Machine Learning is gaining traction, and companies are looking towards integrating ML solutions to enhance their business. All this has become possible because of the community and developer's support to make it even more popular and easily usable. Machine Learning developers have created an open-source framework known as Scikit-learn. This serves as the foundation, and ML practitioners do not need to write everything from scratch.
In this article, we will discuss the basic supports provided by Scikit-learn for all the stages of Machine Learning model development. Like other frameworks in software, it contains numerous tools and features, and it is impossible to cover everything in one blog. Here, our focus would be prioritizing specific features that a basic learner should know.
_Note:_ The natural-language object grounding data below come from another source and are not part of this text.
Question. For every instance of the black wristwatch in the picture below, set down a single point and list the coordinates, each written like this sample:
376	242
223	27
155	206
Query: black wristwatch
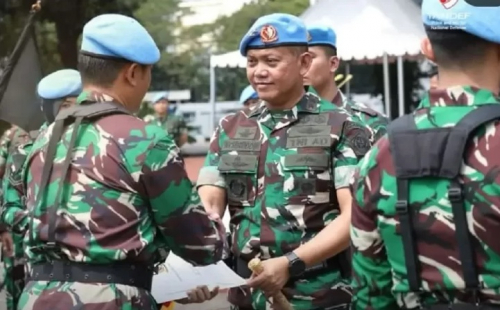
296	266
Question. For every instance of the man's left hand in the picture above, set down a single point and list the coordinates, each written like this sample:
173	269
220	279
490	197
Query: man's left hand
273	277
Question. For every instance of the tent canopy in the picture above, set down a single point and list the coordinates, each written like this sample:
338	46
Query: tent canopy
366	29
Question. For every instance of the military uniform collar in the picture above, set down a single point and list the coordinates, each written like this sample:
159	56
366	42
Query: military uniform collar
94	96
340	100
458	96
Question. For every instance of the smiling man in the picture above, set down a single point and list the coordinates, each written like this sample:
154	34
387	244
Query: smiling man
285	167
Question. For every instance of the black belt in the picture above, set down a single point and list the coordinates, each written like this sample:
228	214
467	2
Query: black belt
330	264
463	307
135	275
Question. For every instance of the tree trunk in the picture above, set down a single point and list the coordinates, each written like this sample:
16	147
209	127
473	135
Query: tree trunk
69	19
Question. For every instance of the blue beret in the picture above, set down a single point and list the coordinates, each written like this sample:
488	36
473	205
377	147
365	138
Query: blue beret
60	84
247	94
482	22
119	36
274	30
160	97
322	35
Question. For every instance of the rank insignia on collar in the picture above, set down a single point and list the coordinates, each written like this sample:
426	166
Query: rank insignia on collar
268	34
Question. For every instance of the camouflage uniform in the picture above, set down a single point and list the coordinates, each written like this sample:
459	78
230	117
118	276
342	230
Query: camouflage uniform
128	199
376	121
14	266
280	170
173	124
380	275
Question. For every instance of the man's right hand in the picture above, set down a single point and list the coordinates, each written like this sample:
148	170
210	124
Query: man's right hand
7	244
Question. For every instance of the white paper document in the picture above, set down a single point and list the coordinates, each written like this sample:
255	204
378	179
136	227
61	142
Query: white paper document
176	277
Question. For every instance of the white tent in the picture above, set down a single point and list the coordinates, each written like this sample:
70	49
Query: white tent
367	30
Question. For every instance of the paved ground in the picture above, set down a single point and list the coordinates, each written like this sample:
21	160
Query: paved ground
193	165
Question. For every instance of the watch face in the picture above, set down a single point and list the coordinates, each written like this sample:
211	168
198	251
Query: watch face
297	268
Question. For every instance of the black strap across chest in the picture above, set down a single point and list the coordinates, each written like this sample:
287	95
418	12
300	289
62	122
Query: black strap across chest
435	152
73	115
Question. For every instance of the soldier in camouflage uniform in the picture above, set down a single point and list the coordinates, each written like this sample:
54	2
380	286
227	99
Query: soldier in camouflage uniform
125	201
249	97
433	78
323	48
285	166
165	118
425	220
12	250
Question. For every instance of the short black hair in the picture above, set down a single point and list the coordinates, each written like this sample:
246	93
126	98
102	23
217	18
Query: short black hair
454	48
329	51
100	71
298	50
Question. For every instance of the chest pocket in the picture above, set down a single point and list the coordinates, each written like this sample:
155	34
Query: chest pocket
306	167
240	170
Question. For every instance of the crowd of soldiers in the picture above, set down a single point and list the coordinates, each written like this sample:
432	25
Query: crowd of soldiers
343	209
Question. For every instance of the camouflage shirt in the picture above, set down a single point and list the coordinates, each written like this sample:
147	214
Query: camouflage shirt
280	170
380	278
376	121
173	124
127	196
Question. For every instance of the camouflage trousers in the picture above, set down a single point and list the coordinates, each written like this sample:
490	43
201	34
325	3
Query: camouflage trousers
14	281
43	295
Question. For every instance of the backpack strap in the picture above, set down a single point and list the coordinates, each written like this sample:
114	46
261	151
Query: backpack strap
73	115
435	152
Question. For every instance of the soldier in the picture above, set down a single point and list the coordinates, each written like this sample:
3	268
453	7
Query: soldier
248	97
165	118
285	167
425	220
12	251
433	78
323	48
118	198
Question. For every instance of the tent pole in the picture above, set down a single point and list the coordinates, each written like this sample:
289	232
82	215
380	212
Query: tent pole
401	87
387	89
213	121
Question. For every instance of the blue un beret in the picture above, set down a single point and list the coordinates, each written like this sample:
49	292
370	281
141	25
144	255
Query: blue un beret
160	97
482	22
274	30
119	36
247	94
60	84
322	35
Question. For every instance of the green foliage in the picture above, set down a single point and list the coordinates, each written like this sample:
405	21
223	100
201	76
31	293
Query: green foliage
227	32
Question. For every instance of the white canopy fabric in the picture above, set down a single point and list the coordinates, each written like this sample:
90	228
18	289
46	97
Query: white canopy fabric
366	29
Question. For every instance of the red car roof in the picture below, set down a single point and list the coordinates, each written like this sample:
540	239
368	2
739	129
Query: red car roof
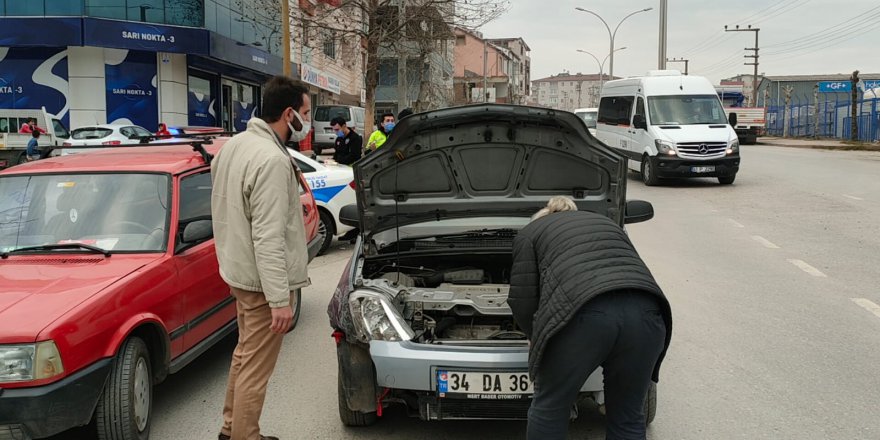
163	159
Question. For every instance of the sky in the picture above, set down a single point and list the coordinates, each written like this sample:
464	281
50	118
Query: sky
797	37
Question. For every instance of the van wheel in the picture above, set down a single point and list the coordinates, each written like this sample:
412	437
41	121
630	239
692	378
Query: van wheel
327	229
651	404
649	174
125	406
297	306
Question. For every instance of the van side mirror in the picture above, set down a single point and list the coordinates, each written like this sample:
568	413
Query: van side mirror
350	216
639	121
638	211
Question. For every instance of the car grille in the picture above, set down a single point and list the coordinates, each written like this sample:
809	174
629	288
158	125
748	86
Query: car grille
467	409
701	150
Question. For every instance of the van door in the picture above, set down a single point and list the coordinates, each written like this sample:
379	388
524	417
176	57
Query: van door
640	138
614	123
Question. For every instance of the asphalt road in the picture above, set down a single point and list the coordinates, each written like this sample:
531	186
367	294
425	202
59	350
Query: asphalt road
768	340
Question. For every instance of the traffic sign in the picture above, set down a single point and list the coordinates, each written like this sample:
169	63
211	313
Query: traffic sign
835	86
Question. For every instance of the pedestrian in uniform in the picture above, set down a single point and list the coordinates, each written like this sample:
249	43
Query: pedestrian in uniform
261	245
33	148
378	138
582	294
349	144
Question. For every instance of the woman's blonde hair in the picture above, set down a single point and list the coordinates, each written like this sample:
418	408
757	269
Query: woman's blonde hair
556	204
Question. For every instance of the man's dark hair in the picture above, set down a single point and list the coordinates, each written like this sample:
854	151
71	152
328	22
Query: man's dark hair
278	94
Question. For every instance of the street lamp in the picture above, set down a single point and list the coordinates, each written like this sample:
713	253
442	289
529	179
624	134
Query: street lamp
611	35
601	65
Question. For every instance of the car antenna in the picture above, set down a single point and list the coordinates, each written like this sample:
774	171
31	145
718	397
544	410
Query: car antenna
399	156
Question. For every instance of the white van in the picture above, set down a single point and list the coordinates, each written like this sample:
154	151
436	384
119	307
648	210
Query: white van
669	125
325	137
589	115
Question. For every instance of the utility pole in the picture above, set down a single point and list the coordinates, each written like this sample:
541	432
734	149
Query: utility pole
854	126
755	56
786	112
679	60
285	36
661	64
816	111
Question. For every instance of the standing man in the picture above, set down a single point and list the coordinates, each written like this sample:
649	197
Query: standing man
261	245
378	138
33	149
349	144
585	299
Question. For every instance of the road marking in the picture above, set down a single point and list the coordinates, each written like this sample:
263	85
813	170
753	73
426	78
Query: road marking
867	305
802	265
767	243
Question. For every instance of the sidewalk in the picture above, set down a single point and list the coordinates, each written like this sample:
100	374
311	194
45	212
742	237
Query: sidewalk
824	144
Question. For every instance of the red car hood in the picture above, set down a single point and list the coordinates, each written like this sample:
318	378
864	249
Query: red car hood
36	290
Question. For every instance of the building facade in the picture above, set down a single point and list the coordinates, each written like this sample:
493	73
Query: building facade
502	65
568	92
181	62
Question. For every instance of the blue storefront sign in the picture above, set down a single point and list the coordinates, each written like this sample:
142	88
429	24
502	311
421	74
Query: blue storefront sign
835	86
227	49
33	78
131	88
144	36
39	31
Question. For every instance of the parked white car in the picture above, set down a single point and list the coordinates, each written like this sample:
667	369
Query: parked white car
333	187
105	134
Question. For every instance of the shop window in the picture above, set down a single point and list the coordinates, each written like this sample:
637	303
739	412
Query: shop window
25	8
63	7
388	75
330	45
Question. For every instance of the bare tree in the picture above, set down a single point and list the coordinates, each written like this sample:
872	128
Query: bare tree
402	27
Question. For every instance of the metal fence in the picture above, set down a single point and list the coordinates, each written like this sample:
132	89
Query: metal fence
829	119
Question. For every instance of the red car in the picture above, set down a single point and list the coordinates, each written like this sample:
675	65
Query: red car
108	283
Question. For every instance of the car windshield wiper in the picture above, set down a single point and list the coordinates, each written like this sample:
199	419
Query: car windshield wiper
479	233
53	247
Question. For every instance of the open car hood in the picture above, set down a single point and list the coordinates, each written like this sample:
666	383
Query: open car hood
486	161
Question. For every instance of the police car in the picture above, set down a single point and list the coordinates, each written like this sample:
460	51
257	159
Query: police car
333	187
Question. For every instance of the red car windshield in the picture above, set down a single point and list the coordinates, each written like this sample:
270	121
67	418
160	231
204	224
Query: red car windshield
122	212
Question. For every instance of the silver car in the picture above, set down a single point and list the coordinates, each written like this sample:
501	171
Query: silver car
421	314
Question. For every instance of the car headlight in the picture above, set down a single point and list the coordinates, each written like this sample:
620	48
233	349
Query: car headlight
26	362
733	147
376	319
665	147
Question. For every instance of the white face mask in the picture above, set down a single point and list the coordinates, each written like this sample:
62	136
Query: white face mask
297	136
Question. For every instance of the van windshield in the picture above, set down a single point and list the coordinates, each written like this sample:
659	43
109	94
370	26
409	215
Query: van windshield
589	118
686	110
327	113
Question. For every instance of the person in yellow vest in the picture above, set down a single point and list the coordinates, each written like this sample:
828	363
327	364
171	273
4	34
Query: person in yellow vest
378	138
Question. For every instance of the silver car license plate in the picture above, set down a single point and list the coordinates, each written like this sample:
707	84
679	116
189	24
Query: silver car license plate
486	385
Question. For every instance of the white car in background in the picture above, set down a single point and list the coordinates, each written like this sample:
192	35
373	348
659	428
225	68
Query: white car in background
104	134
333	187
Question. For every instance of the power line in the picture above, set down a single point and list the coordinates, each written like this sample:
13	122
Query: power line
865	17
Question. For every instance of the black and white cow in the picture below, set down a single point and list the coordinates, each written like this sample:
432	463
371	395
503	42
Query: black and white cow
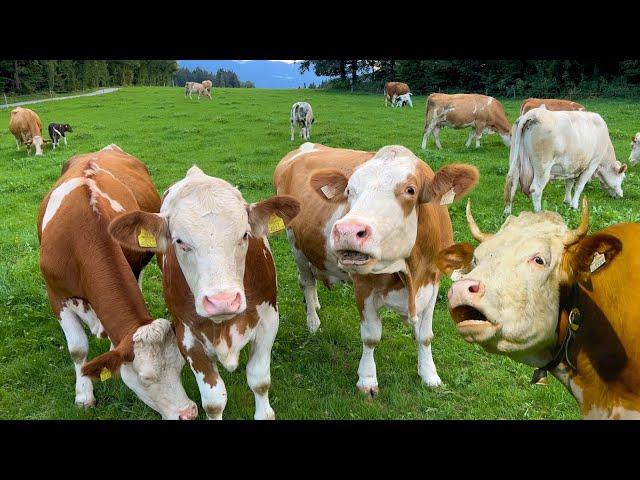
302	115
57	131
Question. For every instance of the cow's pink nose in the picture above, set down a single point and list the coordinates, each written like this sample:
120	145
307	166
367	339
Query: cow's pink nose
189	413
465	291
222	303
354	231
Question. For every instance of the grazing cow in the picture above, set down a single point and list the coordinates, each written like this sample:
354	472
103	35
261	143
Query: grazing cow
393	90
572	146
634	158
90	279
26	126
482	113
402	100
218	277
558	300
191	87
57	131
552	104
302	116
377	219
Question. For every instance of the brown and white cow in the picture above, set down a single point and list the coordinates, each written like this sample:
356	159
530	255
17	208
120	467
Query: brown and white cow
634	157
572	146
26	126
556	299
219	279
393	90
374	218
200	88
90	279
482	113
553	104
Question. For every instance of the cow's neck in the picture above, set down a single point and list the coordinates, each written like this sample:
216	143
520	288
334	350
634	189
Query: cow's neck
605	382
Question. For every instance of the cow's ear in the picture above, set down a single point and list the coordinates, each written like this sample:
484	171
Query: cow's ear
142	231
586	255
455	257
284	206
459	177
329	184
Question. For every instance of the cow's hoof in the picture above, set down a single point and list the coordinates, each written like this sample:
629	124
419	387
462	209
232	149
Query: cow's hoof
369	387
85	401
313	323
432	380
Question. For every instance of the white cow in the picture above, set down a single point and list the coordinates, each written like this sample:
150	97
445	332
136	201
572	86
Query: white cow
572	146
634	158
302	115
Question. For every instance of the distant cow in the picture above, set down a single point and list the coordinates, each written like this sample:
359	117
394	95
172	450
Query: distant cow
377	219
219	279
393	90
26	126
572	146
482	113
556	299
402	100
551	104
191	87
302	116
91	280
634	158
57	131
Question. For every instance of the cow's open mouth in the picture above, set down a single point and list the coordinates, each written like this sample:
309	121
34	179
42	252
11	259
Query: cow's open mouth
351	257
468	316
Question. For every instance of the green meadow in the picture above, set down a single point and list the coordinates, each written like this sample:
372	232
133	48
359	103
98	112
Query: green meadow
240	136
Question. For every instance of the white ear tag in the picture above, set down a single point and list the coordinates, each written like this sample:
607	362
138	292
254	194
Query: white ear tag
448	197
597	262
329	191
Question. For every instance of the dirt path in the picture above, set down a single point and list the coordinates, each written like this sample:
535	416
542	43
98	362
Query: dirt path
29	102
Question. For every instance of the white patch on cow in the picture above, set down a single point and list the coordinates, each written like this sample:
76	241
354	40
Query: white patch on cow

We will cover each stage of the Machine Learning model development to make learners aware of the support it provides in each stage.
But before discussing all this, let's know more about it and the installation steps.
Scikit-learn, also known as sklearn, is a Python-based, free, open-source Machine Learning library that provides support for tasks in data mining, data analytics, data science, and Machine Learning. It is built on top of the famous Python packages Scipy, Numpy, and Matplotlib. As it is open-source, we can easily access its codebase and dive deeper into the codes for each functional support it provides.
The official GitHub repository of the Scikit-learn library can be found here. From this repository, we can see that there are more than 2700 contributors for this library and 55.5k stars, representing its popularity in the ML community.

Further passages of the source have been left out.